Understanding weighted $l_1$ norm

1.4k Views Asked by At

When a $l_1$-norm is added as a penalty function to a quadratic cost function, it is obvious that the weights tend toward zero to produce a sparse solution vector. However, the shrinkage term ($\lambda||weight||_1$) forces the weight uniformly goes to zero. That is the new cost function (Lasso) does not distinguish between the actual zero weights and non-zero ones. Therefore, the optimization model becomes biased for less sparse weights that one wish to estimate.

To overcome with this, People have come up with weighted $l_1$-norm to do the shrinkage selectively rather than uniformly. A sample cost function could be:

$\\ J(k)=||e(k)||^2+\lambda'\sum\limits_{i=1}^{N}log\left(1+\frac{|w_i|}{\zeta'}\right)$

Could someone explain the logarithmic shrinkage term here? Why does this selectively push the weights to go to zero compare to $l_1$-norm? What is the role of constant $\zeta'$ in the shrinkage?

Thank you

1

There are 1 best solutions below

0
On BEST ANSWER

In most cases, the problem that one wants to solve is $$ \underset{x}{\text{minimize}}\ ||y-Ax||_2^2+\lambda||x||_0 $$ However, when using the $0$-"norm", the problem is not convex and we have to solve a combinatorial problem. To avoids this, the $0$-"norm" is often approximated with the $1$-norm, resulting in the Lasso problem you describe. As the $1$-norm is the closest convex approximation to the $0$-"norm", we can solve the Lasso very efficiently using the powerful tools from convex optimization.

Now one could ask if there is a better approximation. To find a "better" approximation (closer to the original $0$-"norm"), it seems that we have to sacrifice the convexity of the problem. However, if we use $\sum_{i=1}^N \log(1+\frac{|x_i|}{\xi'})$ we can actually get a "better" approximation but still utilize convexity. To solve the optimization problem with the $\log$ penalty, we need to implement an iterative approach. Let's start with solving the Lasso, yielding the solution $x^{(0)}$. Next, we linearize the $\log$-penalty around the latest value (using the first Taylor terms) $$ \arg \min_{u_{i}}\ \sum_{i=1}^N\left(\log(1+\frac{u^{(0)}_i}{\xi'})+\frac{1}{\xi'+u_i^{(0)}}(u_i-u_i^{(0)})\right) $$ which yields $$ \arg \min\ \sum_{i=1}^N \frac{|x_i|}{\xi'+|x_i^{(0)}|} $$ (here I used $u_i$ just to avoid the case when $x_i=0$ in $|x_i|$. One has to do some more work but this works as intuition).
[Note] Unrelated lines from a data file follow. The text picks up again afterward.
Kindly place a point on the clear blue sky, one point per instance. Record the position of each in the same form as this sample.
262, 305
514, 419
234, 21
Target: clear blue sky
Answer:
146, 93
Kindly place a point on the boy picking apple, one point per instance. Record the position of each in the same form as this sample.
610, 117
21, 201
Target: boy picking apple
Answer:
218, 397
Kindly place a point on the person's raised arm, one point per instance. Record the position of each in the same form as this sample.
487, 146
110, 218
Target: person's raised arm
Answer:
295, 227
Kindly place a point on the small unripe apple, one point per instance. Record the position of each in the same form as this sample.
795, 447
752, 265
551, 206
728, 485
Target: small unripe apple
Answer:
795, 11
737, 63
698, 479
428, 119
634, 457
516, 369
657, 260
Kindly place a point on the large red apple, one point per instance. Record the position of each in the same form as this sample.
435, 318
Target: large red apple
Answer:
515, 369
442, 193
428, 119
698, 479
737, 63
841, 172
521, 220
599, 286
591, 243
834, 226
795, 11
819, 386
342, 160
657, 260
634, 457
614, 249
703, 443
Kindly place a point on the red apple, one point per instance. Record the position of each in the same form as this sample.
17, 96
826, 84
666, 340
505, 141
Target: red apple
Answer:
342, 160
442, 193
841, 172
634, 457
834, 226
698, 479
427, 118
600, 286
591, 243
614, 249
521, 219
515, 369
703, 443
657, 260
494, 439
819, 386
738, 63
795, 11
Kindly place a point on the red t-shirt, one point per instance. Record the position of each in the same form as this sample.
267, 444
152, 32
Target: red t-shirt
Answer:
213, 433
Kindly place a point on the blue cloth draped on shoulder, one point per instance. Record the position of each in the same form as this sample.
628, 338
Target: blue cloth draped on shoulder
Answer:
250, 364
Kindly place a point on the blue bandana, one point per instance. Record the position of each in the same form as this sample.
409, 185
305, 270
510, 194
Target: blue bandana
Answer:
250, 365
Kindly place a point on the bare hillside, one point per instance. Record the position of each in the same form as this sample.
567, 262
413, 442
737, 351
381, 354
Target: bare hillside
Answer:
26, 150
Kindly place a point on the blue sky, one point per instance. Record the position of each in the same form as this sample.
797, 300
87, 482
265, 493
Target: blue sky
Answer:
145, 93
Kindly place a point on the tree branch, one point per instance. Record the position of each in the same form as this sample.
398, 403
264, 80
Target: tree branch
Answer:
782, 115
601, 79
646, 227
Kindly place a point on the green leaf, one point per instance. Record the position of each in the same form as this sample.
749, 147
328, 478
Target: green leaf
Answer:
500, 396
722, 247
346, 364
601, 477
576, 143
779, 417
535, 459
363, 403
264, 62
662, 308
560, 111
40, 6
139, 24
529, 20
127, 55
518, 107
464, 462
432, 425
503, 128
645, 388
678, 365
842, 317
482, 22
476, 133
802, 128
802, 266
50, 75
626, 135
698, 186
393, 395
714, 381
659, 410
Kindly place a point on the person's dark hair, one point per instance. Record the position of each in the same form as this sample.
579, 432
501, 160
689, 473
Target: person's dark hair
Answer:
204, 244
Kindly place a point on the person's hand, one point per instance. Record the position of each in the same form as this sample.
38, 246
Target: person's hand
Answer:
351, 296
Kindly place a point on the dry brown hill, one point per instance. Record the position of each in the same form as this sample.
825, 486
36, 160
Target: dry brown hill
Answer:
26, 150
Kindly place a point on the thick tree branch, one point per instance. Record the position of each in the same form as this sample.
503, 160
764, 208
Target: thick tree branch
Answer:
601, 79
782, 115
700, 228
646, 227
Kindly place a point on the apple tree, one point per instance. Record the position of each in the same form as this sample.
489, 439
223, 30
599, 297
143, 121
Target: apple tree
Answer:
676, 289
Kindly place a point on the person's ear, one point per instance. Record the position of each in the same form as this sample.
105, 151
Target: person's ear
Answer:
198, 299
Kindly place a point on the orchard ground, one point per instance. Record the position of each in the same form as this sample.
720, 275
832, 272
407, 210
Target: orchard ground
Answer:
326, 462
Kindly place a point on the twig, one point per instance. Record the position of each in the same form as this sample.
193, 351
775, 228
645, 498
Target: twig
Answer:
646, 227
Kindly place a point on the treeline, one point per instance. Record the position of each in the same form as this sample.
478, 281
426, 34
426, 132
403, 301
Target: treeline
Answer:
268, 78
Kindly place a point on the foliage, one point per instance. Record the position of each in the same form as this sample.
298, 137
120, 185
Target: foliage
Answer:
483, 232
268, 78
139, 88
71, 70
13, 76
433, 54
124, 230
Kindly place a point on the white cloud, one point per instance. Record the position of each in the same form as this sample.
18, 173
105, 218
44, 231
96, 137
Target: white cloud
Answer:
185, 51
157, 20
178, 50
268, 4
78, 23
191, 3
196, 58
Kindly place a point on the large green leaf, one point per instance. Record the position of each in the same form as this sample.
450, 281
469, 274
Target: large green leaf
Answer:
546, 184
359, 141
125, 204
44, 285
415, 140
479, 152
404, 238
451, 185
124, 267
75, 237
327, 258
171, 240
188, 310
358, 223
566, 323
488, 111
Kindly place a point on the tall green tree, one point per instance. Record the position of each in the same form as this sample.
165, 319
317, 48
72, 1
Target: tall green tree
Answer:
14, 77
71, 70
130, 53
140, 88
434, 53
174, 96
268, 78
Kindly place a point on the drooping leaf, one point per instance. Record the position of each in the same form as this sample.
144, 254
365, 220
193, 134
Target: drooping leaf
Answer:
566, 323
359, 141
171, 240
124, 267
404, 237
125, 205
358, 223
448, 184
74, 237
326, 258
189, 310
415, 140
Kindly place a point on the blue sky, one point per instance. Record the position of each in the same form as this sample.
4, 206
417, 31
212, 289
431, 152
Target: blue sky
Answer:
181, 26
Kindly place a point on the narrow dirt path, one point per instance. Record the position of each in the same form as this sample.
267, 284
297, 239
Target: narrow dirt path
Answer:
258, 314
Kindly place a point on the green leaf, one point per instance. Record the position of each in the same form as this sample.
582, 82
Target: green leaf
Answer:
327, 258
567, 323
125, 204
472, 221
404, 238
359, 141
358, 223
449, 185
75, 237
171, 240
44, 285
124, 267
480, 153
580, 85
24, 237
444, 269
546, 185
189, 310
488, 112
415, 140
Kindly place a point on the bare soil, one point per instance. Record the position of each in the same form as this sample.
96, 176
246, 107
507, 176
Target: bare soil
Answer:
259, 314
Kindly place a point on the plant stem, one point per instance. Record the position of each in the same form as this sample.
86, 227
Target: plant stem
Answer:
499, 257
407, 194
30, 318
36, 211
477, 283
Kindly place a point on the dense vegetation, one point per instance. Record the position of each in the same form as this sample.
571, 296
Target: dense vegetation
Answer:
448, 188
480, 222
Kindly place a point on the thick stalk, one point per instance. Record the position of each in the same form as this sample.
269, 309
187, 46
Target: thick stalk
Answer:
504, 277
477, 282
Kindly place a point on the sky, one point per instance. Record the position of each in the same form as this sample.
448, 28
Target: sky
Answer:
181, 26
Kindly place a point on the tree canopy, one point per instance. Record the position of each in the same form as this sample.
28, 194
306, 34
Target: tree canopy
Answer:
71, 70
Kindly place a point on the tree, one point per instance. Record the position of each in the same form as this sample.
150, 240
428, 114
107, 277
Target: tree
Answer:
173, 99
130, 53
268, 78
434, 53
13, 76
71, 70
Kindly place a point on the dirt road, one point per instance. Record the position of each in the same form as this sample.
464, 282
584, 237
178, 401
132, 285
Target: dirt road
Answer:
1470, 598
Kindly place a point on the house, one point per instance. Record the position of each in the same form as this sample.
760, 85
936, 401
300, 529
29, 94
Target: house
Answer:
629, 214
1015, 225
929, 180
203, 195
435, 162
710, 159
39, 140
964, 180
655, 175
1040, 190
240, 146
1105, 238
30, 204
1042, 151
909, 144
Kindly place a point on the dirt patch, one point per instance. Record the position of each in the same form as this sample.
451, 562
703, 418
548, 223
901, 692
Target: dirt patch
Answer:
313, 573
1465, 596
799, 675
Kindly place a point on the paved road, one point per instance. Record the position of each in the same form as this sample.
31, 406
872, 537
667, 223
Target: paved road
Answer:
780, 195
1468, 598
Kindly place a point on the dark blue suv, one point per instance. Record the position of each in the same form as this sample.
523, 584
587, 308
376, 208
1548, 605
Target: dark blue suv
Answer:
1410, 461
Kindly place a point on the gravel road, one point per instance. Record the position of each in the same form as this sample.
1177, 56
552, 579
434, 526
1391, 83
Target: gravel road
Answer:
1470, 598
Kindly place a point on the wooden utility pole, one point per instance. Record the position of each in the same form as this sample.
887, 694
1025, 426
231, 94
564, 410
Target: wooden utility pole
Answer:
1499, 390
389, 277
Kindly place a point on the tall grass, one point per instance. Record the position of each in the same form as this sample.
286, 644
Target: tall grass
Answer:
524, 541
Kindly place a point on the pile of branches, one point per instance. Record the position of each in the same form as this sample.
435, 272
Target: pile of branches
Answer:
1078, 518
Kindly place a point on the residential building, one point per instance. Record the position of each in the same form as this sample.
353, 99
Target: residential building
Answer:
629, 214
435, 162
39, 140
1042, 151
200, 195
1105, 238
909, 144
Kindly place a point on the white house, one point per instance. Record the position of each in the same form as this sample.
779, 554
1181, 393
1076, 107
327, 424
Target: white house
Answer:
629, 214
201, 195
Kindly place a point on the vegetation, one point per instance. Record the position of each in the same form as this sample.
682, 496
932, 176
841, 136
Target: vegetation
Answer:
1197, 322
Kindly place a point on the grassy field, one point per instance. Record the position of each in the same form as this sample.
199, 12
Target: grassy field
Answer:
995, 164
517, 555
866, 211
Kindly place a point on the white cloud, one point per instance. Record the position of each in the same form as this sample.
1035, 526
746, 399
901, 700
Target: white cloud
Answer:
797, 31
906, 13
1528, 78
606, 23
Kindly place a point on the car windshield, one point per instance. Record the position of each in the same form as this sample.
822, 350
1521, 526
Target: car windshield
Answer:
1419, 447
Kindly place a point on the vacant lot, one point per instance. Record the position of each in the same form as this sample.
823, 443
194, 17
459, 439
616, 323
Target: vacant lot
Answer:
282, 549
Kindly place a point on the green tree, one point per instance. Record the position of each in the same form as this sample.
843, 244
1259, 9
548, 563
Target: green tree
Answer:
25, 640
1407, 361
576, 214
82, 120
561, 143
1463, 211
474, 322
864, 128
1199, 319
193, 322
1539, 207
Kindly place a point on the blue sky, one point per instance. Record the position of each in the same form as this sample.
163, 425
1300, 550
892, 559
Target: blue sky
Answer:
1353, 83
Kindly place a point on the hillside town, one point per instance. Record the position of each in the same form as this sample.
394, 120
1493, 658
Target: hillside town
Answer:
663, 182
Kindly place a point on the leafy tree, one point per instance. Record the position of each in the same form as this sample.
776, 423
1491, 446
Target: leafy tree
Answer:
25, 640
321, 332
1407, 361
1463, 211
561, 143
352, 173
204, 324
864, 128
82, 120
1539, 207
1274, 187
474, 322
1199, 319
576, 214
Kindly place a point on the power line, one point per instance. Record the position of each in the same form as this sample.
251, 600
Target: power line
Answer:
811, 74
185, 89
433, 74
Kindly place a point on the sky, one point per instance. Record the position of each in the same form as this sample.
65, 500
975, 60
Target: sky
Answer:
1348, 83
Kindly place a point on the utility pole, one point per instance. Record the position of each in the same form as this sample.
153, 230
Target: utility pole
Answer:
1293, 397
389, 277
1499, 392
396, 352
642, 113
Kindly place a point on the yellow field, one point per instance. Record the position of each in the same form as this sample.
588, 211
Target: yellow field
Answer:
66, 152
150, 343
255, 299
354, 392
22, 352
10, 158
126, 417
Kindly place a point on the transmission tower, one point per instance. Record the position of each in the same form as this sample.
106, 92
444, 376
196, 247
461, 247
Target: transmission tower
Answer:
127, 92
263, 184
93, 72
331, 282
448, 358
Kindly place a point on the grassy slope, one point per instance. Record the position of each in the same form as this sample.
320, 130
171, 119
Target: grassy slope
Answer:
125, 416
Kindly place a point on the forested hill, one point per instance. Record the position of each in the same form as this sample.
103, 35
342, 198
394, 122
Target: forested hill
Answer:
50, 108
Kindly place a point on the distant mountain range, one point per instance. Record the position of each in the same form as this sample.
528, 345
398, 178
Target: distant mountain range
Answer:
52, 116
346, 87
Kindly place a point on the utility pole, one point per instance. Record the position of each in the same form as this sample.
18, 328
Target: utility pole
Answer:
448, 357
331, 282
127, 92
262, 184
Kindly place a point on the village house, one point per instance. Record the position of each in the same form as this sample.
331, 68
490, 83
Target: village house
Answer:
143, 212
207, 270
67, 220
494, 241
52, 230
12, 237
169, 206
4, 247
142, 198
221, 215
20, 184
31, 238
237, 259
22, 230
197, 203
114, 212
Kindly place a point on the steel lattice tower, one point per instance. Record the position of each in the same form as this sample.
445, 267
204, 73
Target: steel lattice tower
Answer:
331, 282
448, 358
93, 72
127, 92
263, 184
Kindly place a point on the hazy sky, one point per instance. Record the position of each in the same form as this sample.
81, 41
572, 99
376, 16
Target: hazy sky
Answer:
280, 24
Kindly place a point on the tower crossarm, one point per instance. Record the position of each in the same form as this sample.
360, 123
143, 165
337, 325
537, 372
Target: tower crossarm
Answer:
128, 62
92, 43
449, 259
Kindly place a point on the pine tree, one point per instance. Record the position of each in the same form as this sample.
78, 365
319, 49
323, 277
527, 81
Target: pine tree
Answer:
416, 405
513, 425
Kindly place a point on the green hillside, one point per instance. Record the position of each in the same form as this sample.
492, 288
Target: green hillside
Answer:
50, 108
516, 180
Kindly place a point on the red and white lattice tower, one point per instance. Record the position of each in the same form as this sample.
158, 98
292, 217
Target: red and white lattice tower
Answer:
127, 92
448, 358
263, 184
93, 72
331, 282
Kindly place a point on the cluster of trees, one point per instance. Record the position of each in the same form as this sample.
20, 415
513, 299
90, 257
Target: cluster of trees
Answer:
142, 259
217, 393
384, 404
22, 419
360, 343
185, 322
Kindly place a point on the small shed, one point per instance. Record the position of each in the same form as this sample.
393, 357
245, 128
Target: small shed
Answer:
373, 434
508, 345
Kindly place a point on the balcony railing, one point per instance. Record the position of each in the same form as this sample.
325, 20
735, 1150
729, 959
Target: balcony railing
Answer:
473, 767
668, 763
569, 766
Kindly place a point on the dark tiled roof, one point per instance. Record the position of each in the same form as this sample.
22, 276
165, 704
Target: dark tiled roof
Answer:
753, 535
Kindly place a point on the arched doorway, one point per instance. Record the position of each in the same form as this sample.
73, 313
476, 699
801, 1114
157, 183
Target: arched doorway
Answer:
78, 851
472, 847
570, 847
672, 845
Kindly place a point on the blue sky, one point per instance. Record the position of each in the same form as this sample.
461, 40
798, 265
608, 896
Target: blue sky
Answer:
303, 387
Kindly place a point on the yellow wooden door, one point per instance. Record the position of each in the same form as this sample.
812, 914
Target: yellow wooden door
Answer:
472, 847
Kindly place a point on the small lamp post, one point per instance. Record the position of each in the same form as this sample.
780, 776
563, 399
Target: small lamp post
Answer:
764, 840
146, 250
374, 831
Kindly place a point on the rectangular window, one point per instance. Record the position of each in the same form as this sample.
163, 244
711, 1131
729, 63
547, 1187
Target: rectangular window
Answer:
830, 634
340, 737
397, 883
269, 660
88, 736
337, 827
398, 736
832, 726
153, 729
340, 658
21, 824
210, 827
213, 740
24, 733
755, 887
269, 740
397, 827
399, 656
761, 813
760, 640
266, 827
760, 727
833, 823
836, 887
So now we have a iterative approach: Solve the weighted lasso using the latest solution, update the weights $\left(\frac{1}{\xi'+|x_i^{(k)}|}\right)$, solve again. Here $(\cdot)^{(k)}$ denotes the $k$th iteration. In each iteration, the problem is convex. Here, the constant $\xi'$ is added to avoid numerical problems when $x_i=0$.

An onther intuition can be found by realizing that when $k$ tends to infinity we get $|x_i^{k+1}-x_i^{k}|\rightarrow 0$ which yields $$ \sum_{i=1}^N \frac{|x_i^{k+1}|}{\xi'+|x_i^{(k)}|}\approx ||x||_0 $$ Hope it helps!